Spellbinding, he thought, knowing his father’s habit of manipulating the weather for his needs, was exactly what the storm had been. “And did you sleep well?”
She felt the heat rise up her throat. She could hardly tell him she’d dreamed he’d made love to her. “I don’t remember ever sleeping better.”
He laughed, rose. “It’s flattering”—he watched her shoulders draw in—“to know my company relaxed you.”
“Hmm.” Struggling to shake off the feeling that he knew exactly where her mind had wandered, she started to turn. She noticed the open door and the little room beyond where he’d left a light burning on a desk, and a sleek black computer running.
“Is that your office?”
“In a manner of speaking.”
“I’ve interrupted your work, then.”
“It’s not pressing.” He shook his head. “Why don’t you ask if you want to see?”
“I do,” she admitted. “If it’s all right.”
In answer he simply gestured and waited for her to step into the room ahead of him.

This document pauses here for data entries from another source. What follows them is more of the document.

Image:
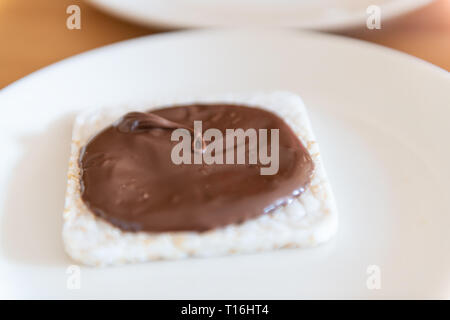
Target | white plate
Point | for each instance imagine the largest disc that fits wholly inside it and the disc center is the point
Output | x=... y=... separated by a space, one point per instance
x=380 y=116
x=318 y=14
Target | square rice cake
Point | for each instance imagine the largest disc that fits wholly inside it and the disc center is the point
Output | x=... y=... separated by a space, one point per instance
x=307 y=221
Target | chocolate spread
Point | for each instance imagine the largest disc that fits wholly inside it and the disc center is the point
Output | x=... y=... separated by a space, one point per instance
x=129 y=178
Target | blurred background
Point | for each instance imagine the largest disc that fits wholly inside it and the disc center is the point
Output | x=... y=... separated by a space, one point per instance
x=34 y=34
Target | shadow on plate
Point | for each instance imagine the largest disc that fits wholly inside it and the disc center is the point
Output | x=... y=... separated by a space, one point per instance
x=32 y=222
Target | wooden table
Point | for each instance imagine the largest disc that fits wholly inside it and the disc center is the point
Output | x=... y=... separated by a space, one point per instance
x=33 y=34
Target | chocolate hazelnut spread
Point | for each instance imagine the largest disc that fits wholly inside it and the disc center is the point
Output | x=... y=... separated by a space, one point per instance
x=129 y=178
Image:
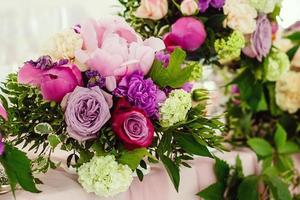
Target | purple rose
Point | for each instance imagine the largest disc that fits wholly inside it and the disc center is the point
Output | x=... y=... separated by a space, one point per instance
x=204 y=4
x=141 y=93
x=87 y=110
x=1 y=145
x=187 y=33
x=261 y=39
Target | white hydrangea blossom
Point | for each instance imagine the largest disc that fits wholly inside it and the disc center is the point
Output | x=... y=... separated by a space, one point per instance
x=104 y=176
x=63 y=45
x=241 y=16
x=175 y=108
x=288 y=92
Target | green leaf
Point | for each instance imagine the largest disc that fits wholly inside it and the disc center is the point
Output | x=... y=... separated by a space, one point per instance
x=280 y=137
x=133 y=158
x=260 y=146
x=213 y=192
x=43 y=129
x=289 y=148
x=53 y=140
x=190 y=145
x=18 y=168
x=172 y=169
x=278 y=188
x=248 y=189
x=174 y=75
x=221 y=170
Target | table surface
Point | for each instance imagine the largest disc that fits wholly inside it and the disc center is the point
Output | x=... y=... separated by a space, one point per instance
x=61 y=185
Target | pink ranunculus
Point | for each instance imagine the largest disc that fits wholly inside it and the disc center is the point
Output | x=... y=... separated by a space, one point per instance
x=114 y=49
x=55 y=82
x=187 y=33
x=3 y=112
x=132 y=126
x=152 y=9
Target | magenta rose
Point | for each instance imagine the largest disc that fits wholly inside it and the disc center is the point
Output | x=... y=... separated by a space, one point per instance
x=132 y=126
x=54 y=79
x=86 y=111
x=2 y=146
x=187 y=33
x=3 y=112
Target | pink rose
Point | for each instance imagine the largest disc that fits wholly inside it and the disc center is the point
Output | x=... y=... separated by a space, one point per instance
x=152 y=9
x=114 y=49
x=3 y=112
x=187 y=33
x=132 y=126
x=55 y=82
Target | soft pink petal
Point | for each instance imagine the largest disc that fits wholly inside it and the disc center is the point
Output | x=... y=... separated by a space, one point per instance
x=111 y=83
x=104 y=62
x=89 y=35
x=30 y=75
x=3 y=112
x=155 y=43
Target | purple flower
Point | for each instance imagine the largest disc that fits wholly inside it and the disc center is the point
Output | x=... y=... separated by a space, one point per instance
x=45 y=62
x=87 y=110
x=204 y=4
x=94 y=79
x=261 y=39
x=141 y=93
x=163 y=57
x=1 y=145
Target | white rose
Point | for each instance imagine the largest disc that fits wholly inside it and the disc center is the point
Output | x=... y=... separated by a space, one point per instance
x=288 y=92
x=241 y=16
x=152 y=9
x=63 y=45
x=189 y=7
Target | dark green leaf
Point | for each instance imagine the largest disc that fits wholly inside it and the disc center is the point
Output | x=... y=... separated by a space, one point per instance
x=174 y=75
x=18 y=168
x=248 y=190
x=221 y=170
x=280 y=137
x=133 y=158
x=213 y=192
x=278 y=188
x=172 y=169
x=260 y=146
x=190 y=145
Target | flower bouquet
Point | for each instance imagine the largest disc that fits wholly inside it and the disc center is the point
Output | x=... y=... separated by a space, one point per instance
x=110 y=99
x=243 y=37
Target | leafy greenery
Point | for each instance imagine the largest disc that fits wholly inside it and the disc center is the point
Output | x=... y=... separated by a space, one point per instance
x=174 y=75
x=18 y=169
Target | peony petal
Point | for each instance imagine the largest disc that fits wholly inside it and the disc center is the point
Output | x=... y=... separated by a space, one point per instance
x=30 y=75
x=3 y=113
x=89 y=35
x=155 y=43
x=111 y=83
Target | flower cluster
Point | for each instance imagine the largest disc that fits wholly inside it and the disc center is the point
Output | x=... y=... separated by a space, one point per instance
x=107 y=92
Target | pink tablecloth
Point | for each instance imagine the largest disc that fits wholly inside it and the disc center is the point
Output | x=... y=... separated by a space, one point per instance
x=60 y=185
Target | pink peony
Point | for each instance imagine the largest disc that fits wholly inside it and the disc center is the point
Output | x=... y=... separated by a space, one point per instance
x=3 y=112
x=132 y=126
x=187 y=33
x=114 y=49
x=55 y=82
x=152 y=9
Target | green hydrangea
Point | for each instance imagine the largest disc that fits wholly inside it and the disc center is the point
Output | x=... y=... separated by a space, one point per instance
x=175 y=108
x=104 y=176
x=276 y=64
x=230 y=48
x=265 y=6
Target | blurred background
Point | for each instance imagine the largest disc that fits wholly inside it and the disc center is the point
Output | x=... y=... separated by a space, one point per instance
x=26 y=24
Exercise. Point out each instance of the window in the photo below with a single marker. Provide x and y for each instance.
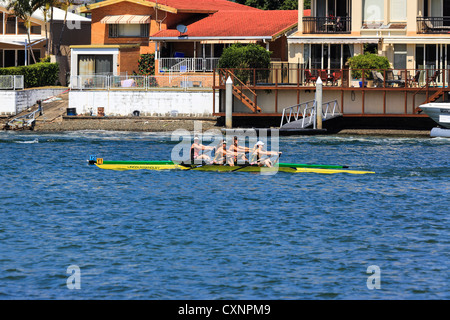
(373, 11)
(128, 30)
(400, 56)
(10, 25)
(10, 58)
(35, 29)
(21, 29)
(398, 10)
(95, 64)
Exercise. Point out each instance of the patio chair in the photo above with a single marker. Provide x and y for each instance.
(415, 80)
(325, 77)
(336, 76)
(390, 81)
(378, 79)
(309, 77)
(339, 24)
(433, 78)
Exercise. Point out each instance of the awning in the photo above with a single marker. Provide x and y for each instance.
(126, 19)
(227, 41)
(417, 40)
(330, 40)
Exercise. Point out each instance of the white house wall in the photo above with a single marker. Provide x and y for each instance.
(148, 103)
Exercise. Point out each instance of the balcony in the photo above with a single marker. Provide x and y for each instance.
(428, 25)
(326, 25)
(183, 65)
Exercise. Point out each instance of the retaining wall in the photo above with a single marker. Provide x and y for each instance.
(13, 102)
(148, 103)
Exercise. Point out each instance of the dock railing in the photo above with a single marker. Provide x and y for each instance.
(12, 82)
(142, 83)
(306, 113)
(276, 77)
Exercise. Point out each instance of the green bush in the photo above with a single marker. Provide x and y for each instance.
(36, 75)
(250, 56)
(368, 61)
(146, 64)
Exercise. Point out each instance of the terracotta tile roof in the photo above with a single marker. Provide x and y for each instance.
(204, 5)
(263, 23)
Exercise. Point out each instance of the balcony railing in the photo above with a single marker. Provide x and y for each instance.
(183, 65)
(327, 24)
(433, 25)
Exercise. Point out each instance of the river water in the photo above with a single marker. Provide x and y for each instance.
(205, 235)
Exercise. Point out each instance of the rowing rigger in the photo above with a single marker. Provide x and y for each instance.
(170, 165)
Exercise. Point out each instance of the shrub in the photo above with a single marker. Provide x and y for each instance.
(250, 56)
(367, 61)
(35, 75)
(146, 64)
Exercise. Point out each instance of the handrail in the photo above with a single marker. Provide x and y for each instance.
(309, 111)
(297, 113)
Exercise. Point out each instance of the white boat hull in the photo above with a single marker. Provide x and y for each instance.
(439, 112)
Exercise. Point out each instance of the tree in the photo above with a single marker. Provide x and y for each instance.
(251, 56)
(368, 61)
(64, 5)
(23, 9)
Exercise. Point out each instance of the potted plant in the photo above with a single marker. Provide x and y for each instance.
(367, 62)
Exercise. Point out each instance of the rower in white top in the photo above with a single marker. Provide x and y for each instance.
(258, 153)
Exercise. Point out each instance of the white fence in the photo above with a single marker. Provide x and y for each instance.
(101, 82)
(11, 82)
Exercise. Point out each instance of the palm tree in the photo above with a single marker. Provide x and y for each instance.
(64, 5)
(23, 9)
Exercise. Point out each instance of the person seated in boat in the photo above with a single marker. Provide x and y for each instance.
(236, 153)
(258, 153)
(221, 154)
(196, 149)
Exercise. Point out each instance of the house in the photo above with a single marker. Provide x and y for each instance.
(198, 46)
(122, 30)
(412, 34)
(14, 38)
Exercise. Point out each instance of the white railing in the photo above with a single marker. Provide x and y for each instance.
(12, 82)
(182, 65)
(96, 82)
(127, 82)
(306, 112)
(89, 82)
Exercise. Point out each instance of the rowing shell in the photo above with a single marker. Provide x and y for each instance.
(169, 165)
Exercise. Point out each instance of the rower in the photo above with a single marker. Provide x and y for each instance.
(258, 152)
(196, 148)
(237, 153)
(221, 154)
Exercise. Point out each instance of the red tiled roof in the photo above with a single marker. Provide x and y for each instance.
(263, 23)
(204, 5)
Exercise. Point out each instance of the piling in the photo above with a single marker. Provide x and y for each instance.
(229, 104)
(319, 102)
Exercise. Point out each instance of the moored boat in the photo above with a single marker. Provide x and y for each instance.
(439, 112)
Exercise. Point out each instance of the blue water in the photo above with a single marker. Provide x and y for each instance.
(206, 235)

The room was small, but the window was wide enough to let in that stunning view of the cliffs. She wondered how anyone could concentrate on work with that to dream on. Then laughed when she saw what was on the monitor screen.

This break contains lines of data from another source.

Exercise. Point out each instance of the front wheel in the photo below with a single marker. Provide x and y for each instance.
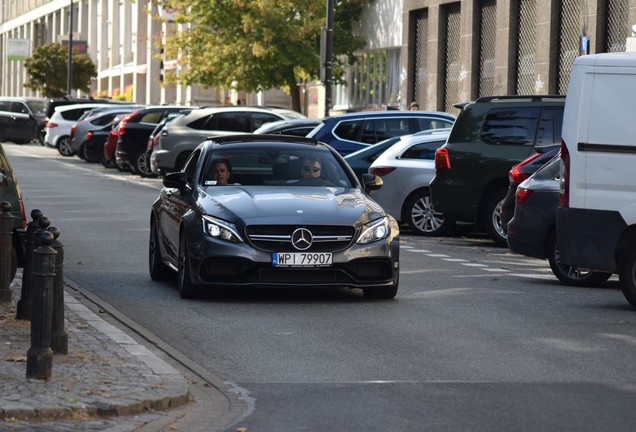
(627, 277)
(187, 289)
(571, 275)
(423, 219)
(158, 270)
(64, 146)
(492, 218)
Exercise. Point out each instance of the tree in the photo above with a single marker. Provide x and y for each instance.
(259, 44)
(47, 70)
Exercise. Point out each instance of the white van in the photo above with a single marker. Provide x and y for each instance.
(596, 221)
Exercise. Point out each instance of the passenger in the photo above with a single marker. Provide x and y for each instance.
(311, 167)
(220, 171)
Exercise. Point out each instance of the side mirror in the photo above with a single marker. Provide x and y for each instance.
(371, 182)
(176, 180)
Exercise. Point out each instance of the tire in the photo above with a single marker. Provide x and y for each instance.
(386, 293)
(421, 217)
(187, 289)
(627, 277)
(570, 275)
(492, 218)
(88, 157)
(158, 270)
(142, 165)
(64, 146)
(80, 153)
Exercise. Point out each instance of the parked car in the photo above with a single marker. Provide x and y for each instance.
(91, 122)
(360, 160)
(406, 168)
(490, 136)
(270, 226)
(10, 192)
(295, 127)
(58, 127)
(153, 139)
(95, 139)
(109, 160)
(179, 138)
(354, 131)
(21, 119)
(519, 173)
(133, 132)
(532, 230)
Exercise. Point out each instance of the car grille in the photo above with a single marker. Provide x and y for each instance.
(277, 238)
(244, 272)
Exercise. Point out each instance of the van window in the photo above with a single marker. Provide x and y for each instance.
(510, 126)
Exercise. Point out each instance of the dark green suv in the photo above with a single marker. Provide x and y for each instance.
(10, 192)
(490, 136)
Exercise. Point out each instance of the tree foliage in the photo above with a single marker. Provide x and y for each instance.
(260, 44)
(47, 70)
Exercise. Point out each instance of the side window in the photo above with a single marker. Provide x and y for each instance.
(19, 107)
(205, 122)
(423, 150)
(233, 121)
(191, 165)
(510, 126)
(349, 130)
(549, 130)
(259, 119)
(152, 117)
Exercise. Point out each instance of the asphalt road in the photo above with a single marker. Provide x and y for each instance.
(477, 338)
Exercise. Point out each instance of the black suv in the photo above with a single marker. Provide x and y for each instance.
(10, 192)
(22, 120)
(490, 136)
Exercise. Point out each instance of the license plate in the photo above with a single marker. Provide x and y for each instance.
(301, 259)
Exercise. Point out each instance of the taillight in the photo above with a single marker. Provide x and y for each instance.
(122, 124)
(442, 159)
(516, 174)
(522, 195)
(380, 171)
(564, 197)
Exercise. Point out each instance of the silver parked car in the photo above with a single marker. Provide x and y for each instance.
(181, 136)
(406, 169)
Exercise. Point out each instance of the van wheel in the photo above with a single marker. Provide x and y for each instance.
(492, 218)
(64, 146)
(571, 275)
(422, 218)
(627, 276)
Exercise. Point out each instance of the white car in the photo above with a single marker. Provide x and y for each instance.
(58, 127)
(407, 168)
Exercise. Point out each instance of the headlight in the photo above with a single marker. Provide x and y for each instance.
(220, 229)
(374, 231)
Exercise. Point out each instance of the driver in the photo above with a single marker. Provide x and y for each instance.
(310, 167)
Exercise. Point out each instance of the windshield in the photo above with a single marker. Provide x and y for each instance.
(275, 166)
(37, 106)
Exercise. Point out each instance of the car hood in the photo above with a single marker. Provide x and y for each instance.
(298, 205)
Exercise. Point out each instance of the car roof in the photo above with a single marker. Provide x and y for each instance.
(388, 114)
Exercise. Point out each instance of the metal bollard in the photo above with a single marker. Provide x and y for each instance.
(59, 336)
(6, 239)
(40, 355)
(24, 304)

“So you were playing games? I know this one. My students were wild for it. The Secrets of Myor.”
“Don’t you play games?”
“I’m terrible at them. Especially this kind, because I tend to get wrapped up in them, and then every step is so vital. I can’t take the pressure.” Laughing again, she leaned closer, studying the screen with its lightning-stalked castle and glowing fairies. “I’ve only gotten to the third level where Brinda the witch queen promises to open the Door Of Enchantment if you can find the three stones. I usually find one, then fall into the Pit of Forever.”

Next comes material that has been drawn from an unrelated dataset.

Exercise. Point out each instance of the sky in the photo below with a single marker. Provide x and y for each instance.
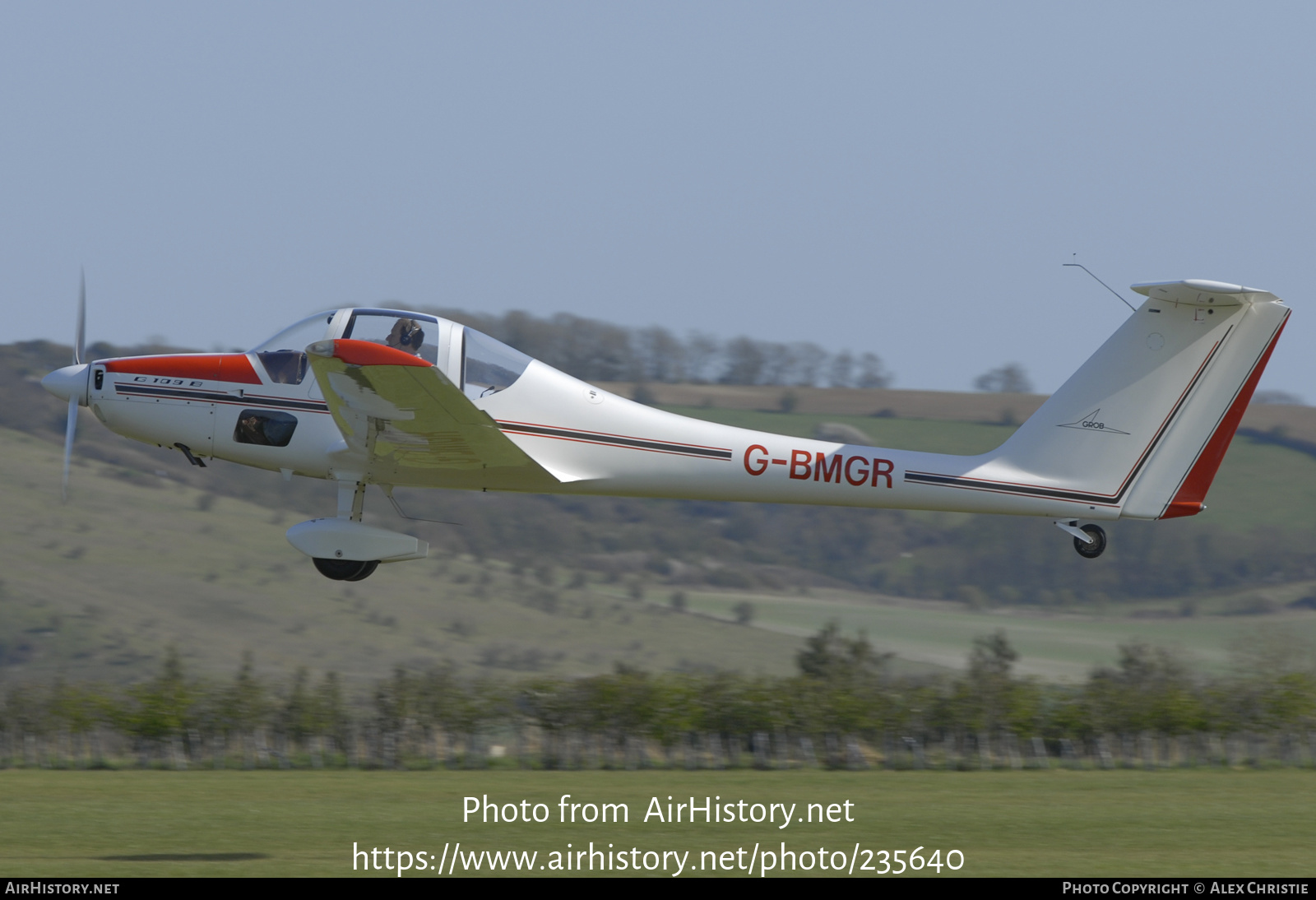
(905, 179)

“There are always traps on the way to enchantment. Or there wouldn’t be pleasure in finding it. Do you want to try again?”
“No—my palms get damp and my fingers fumble. It’s humiliating.”
“Some games you take seriously, some you don’t.”
“They’re all serious to me.” She glanced at the CD jacket, admiring the illustration, then blinked at the small lettering: Copyright by the Donovan Legacy. “It’s your game?” Delighted, she straightened, turned. “You create computer games? That’s so clever.”
“It’s entertaining.”
“To someone who’s barely stumbled their way onto the Internet, it’s genius. Myor’s a wonderful story. The graphics are gorgeous, but I really admire the story itself. It’s just magical. A challenging fairy tale with rewards and consequences.”
Her eyes took on tiny silver flecks of light when she was happy, he noted. And the scent of her warmed with her mood. He knew how to make it warm still more, and how to cause those silver flecks to drown in deep, dark blue.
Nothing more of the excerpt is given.